There isn't too much risk because the money won't be spent until returns are being seen, Thompson said.
"This is a very emotional issue... We don't want to lose the industrial area we have... Who else is going to fix your car?" Marco resident Steve Stefanides asked.
"This will become an issue of circumventing the cap not making improvements," Stefanides said.
"Why wouldn't you look at a special taxing district with the consensus of those owners who know they'll see better times ahead?" he asked.
"We have improvements to make but we've got to take the fear out of this thing," Stefanides said.
Trotter said through earlier public meetings with property owners, they were supportive of improvements being made.
"We access funds that otherwise couldn't be accessed by the city... We have a finding of need," Trotter said.
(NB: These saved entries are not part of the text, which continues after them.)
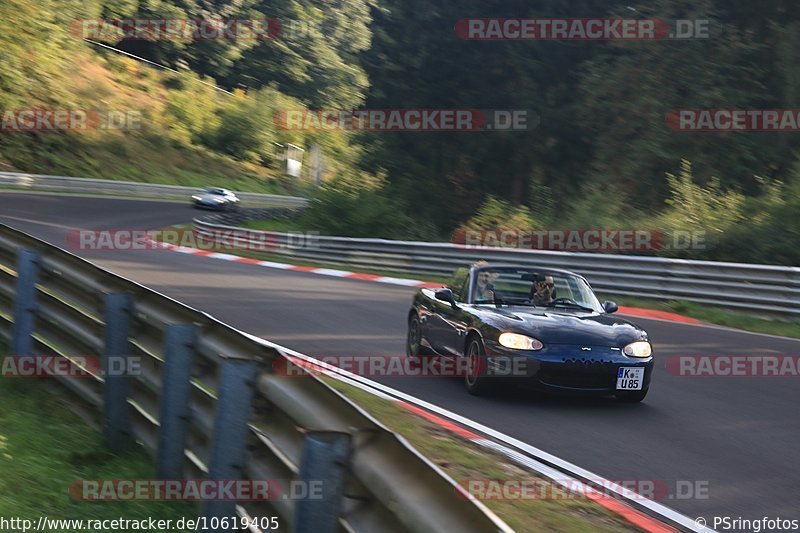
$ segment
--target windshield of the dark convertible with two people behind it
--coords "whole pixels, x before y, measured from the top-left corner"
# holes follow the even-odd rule
[[[559,309],[603,312],[583,278],[569,274],[508,267],[477,270],[472,279],[472,303],[502,302]]]

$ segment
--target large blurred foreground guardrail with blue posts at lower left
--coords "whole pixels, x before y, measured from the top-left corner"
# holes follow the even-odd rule
[[[6,225],[0,334],[12,354],[70,365],[75,354],[136,357],[129,375],[52,377],[109,446],[135,439],[150,450],[159,479],[326,484],[322,501],[207,502],[207,517],[278,516],[303,532],[509,531],[285,349]]]

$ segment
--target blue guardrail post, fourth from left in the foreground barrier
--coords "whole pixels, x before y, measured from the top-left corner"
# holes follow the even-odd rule
[[[219,387],[217,412],[214,419],[214,440],[211,443],[211,461],[208,478],[214,480],[241,480],[244,478],[244,450],[247,442],[247,423],[256,387],[257,362],[248,359],[224,358]],[[212,531],[227,531],[211,520],[236,516],[236,502],[209,501],[203,506],[203,516],[209,524],[217,524]]]

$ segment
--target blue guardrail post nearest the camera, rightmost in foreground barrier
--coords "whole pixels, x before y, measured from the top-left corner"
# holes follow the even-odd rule
[[[297,498],[295,533],[339,531],[339,508],[349,457],[349,434],[339,431],[306,434],[298,475],[302,494],[290,495]]]

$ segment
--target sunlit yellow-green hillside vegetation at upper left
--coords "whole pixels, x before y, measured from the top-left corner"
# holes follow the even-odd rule
[[[213,9],[172,1],[45,0],[34,5],[10,0],[0,4],[0,68],[4,72],[0,111],[36,106],[100,113],[136,111],[143,117],[141,129],[132,131],[0,133],[0,165],[4,170],[163,183],[207,183],[213,178],[223,179],[220,183],[230,187],[275,191],[283,185],[276,184],[278,180],[264,183],[264,178],[280,175],[283,149],[277,145],[292,143],[308,150],[314,143],[321,147],[323,179],[358,175],[355,169],[362,148],[354,144],[354,135],[276,131],[276,110],[302,109],[297,99],[272,86],[253,89],[250,84],[247,94],[236,89],[234,96],[216,88],[210,75],[221,77],[223,71],[217,66],[235,59],[231,54],[238,44],[221,43],[222,48],[214,50],[213,43],[208,48],[183,41],[116,43],[156,61],[183,62],[179,73],[169,73],[88,45],[75,32],[79,27],[71,25],[100,16],[234,18],[242,14],[265,18],[252,11],[252,5],[249,0],[229,5],[217,2]],[[356,17],[341,23],[363,25],[367,20]],[[345,44],[347,35],[341,32],[337,39],[353,53],[369,42],[359,38]],[[353,86],[348,90],[354,90]]]

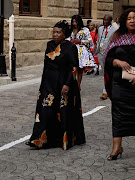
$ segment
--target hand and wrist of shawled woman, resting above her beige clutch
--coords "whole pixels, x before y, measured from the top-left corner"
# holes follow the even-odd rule
[[[121,61],[119,59],[114,59],[113,66],[114,67],[121,67],[125,71],[128,71],[131,69],[130,64],[128,64],[126,61]]]

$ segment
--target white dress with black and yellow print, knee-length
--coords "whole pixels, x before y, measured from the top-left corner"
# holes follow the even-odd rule
[[[95,60],[90,51],[90,48],[93,48],[94,44],[89,29],[83,27],[76,35],[74,35],[72,32],[70,40],[74,39],[81,40],[81,45],[76,44],[78,49],[79,67],[95,67]]]

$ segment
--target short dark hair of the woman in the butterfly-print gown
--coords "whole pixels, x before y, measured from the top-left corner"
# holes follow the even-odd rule
[[[65,34],[65,38],[68,38],[71,34],[70,28],[69,28],[69,24],[66,20],[62,20],[57,22],[54,27],[58,27],[61,28],[63,33]]]

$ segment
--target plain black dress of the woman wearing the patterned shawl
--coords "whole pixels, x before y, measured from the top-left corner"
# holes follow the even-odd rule
[[[113,137],[135,136],[135,86],[122,79],[122,69],[113,67],[114,59],[135,66],[135,45],[114,47],[109,51],[105,64],[109,76],[112,76]]]

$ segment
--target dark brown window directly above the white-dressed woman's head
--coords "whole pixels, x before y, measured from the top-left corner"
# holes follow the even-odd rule
[[[83,17],[91,17],[91,0],[79,0],[79,14]]]

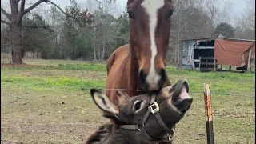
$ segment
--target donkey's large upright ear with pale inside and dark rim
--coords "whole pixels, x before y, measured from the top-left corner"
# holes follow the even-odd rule
[[[118,118],[117,107],[114,106],[110,99],[100,90],[91,89],[90,95],[94,100],[96,106],[102,110],[103,116],[106,118]]]

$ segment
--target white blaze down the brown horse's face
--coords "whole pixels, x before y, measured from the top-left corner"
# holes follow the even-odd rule
[[[150,24],[150,49],[151,49],[151,65],[150,72],[146,77],[146,81],[150,84],[157,85],[160,80],[160,76],[154,70],[154,58],[157,55],[157,46],[155,43],[154,35],[155,28],[158,23],[158,9],[165,5],[164,0],[144,0],[142,2],[142,7],[145,8],[146,13],[149,16]]]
"It's not about blight, it's about economic opportunity," Trotter said.
"People oppose this because their auto shop area has been identified as a source of blight, that is not the point," he continued.
Stefanides said the last five or six years of Comprehensive Plans showed no major defects and it was sent to Tallahassee.
Now Kimley-Horn shows we have all these problems.
Trotter said it's different because the plan given to the state requires the city to meet the standards, so they avoid stating the need to the state to avoid being required to make certain changes.
"If the people affected in this area and the residents don't like this, how do they stop it?" asked resident Linda Columbo.
"If you don't like it, contact the members of City Council," Thompson replied.
Someone yelled "how many people want it?"
Thompson replied "I don't think everyone in the city is here."
Either way, the audience didn't respond to the question.
Paula Campissano-Robinson said she wasn't for or against the project.
"I think you all brought a lot to the table tonight... I think we just need to see what is going to happen with the economy... I know many of the people who are here aren't in this district and I think we need to continue talking about it," she said.